O que é imposto diferido? Quem produz e vende NÃO PAGA O IMPOSTO, mas ele NÃO É ISENTO, o pagamento é transferido para o lojista que quando vender o produto deverá paga-lo na íntegra, ou seja 18% de ICMS.

Hoje como funciona?

Alguns estados isentam o artesão do IMPOSTO, e estes quando vendem para os lojistas, o lojista atua dependendo da sua formatação jurídica – se for simples, dentro dos percentuais do simples, se for débito e crédito, não existe crédito, porque o produto é isento, aí o lojista paga de acordo com a sua taxação.
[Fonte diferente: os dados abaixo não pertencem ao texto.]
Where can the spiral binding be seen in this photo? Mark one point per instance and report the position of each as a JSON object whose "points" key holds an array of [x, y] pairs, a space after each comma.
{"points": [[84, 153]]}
Alguns estados, tal qual Minas Gerais, dão ao artesão não a isenção, mas trabalham com o débito e o crédito e uma redução da base de cálculo e um crédito resumido. O que é redução da base de cálculo – o artesão deveria pagar por exemplo, 12% para vender para São Paulo, mas o governo dá um desconto neste “imposto que deveria pagar” reduzindo-o para 7% e como o artesão tem dificuldade de ao adquirir a matéria prima e usarmos o ICMS gerado, para abater do 7%, ele dá um “crédito presumido”, ou seja, ele “imagina” que o artesão teria de crédito em média 4% e aí dá mais este desconto. Neste caso, existe um destaque de 7% do imposto, mas o artesão so paga 3%, mas o lojista que trabalha com débito e crédito, utiliza para abater no imposto que ele vai pagar quando vender o produto 7%.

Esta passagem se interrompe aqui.